Spanish devices are in some cases adapted from the French or Italian, in others rather dull and uninteresting. Of those which belong to neither of these classes, by far the finest as a piece of decorative work is that of Diego de Gumiel, of Valladolid (see page 236), the effect of which is as rich as that of the best of William Morris's initial letters.
Next in interest to this we may perhaps rank the rather elaborate device (see page 230) of Arnold Guillem de Brocar, the printer of the Complutensian Polyglot, who at different times in his career had presses also at four other places. The motto upon it, 'Inimici hominis domestici ejus,' though it has been made the basis of some theories as to Brocar's career, is still unexplained. If the 'domestici,' the 'those of his own household,' could be extended to Brocar's workpeople, we should have here a fine example of an early grumble by a master printer, but the suggestion is perhaps more pleasing than probable. Cryptic mottoes seem to have run in Brocar's family. His son Juan adopted an extraordinary device of a knight seizing a lady by the hair, with an inscription 'Legitime certanti,' which must be taken as sarcastic.

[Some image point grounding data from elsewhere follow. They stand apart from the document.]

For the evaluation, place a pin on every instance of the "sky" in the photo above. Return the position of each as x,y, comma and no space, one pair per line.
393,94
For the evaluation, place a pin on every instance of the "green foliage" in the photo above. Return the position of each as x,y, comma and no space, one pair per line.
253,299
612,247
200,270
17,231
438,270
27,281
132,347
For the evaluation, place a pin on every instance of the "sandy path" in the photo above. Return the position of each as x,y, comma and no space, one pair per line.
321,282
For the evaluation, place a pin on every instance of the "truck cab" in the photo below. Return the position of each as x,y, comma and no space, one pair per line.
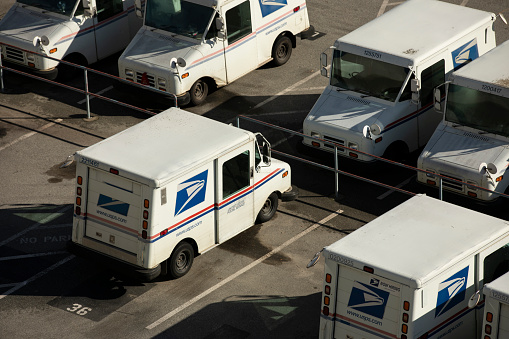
379,99
471,143
186,47
77,31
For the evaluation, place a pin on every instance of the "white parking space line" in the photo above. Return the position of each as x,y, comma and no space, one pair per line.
245,269
28,229
37,276
398,186
23,137
288,89
34,255
92,97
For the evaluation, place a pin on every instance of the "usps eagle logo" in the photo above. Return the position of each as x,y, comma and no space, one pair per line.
451,292
270,6
191,192
368,299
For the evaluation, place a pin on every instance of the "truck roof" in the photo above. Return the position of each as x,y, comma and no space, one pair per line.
415,30
418,239
164,146
491,68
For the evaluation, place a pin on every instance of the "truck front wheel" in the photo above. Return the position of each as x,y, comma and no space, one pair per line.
198,92
269,208
282,50
181,260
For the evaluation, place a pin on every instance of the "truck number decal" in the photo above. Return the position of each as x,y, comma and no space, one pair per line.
89,162
341,260
372,54
270,6
491,89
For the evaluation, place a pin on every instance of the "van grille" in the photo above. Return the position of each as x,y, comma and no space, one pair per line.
454,185
150,78
14,54
334,140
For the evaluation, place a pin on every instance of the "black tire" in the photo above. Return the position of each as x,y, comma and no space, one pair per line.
282,50
269,208
199,92
181,260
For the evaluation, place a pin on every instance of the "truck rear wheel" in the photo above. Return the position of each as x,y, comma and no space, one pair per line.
282,50
269,208
181,260
199,92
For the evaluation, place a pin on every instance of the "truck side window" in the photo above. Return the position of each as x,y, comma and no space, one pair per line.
238,22
108,8
496,264
431,78
236,174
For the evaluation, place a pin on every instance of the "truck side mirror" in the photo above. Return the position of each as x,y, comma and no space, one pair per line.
220,27
323,63
89,6
437,100
415,87
138,8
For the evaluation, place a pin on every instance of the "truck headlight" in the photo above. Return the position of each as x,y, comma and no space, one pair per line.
353,145
161,82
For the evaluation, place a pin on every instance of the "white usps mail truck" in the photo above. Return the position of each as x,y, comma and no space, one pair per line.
78,31
471,143
159,193
186,46
380,96
415,272
496,308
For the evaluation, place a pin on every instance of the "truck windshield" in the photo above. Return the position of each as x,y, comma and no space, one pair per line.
178,16
480,110
57,6
371,77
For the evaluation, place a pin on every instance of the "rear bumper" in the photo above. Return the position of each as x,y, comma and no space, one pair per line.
291,194
131,271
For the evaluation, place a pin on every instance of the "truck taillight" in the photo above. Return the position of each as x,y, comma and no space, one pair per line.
405,318
79,180
369,269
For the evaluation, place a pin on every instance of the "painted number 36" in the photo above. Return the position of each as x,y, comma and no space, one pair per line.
79,309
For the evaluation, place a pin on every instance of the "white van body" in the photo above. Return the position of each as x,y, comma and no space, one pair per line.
379,98
180,49
471,143
496,309
174,179
78,31
410,273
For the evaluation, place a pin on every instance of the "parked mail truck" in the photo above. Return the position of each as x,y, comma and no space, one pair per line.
380,96
414,272
78,31
496,308
187,46
159,193
471,143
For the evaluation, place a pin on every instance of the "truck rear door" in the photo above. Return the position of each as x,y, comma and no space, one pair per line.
113,210
367,305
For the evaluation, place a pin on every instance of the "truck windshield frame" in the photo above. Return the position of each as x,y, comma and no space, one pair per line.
480,110
179,17
368,76
64,7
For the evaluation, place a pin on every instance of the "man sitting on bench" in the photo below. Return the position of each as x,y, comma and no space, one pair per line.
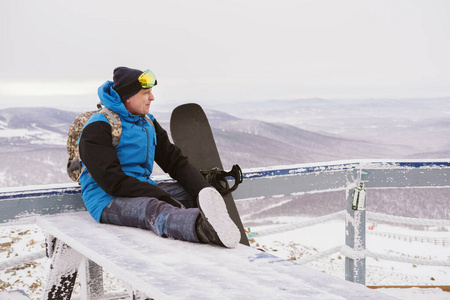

The history of printers' marks in England begins with that used by Caxton for the first time as late in his career as 1487. Out of respect for his master, Wynkyn de Worde adopted the essential parts of this, i.e. the initials 'W.C.' and the interlacement between them in all his fifteen different devices, thus conferring on them a rather painful monotony. English printers, indeed, seem to have set little store on originality in these matters, the earliest device of Pynson being adapted from that of Le Talleur, of Rouen, that of Richard Faques from Thielmann Kerver's, the 'wild men' of Peter Treveris from those of Pigouchet, and John Byddell's unprepossessing figure of Virtue from that used by Jacques Sacon, of Lyons. Nevertheless, English devices at once interesting and original are not lacking. That used by Pynson at the end of Lord Berner's translation of 'Froissart' (see page 232) is one of the largest and not the least fine of armorial marks, the interlaced triangles of William Faques make a singularly neat device, and John Day's picture of two men gazing on a skeleton, with the motto, 'Etsi mors indies accelerat vivet tamen post funera virtus,' has its own merits. England also contributes two of the very small number of portrait marks, a large one of Day and a smaller one (here reproduced) of John Wight,[26] a bookseller of St. Paul's Churchyard, who published a few books between 1551 and 1589. It seemed permissible to come down as late as this in the case of our own country, but to speak of the French and German devices of the middle of the sixteenth century would open up too large a field. All that has been attempted here is to give a few characteristic examples of comparatively early date, so as to exhibit the different styles of printers' marks, used in different countries by one generation of printers. I hope that any of my readers who had not hitherto made the acquaintance of these little designs will have been convinced that they are worthy of further study.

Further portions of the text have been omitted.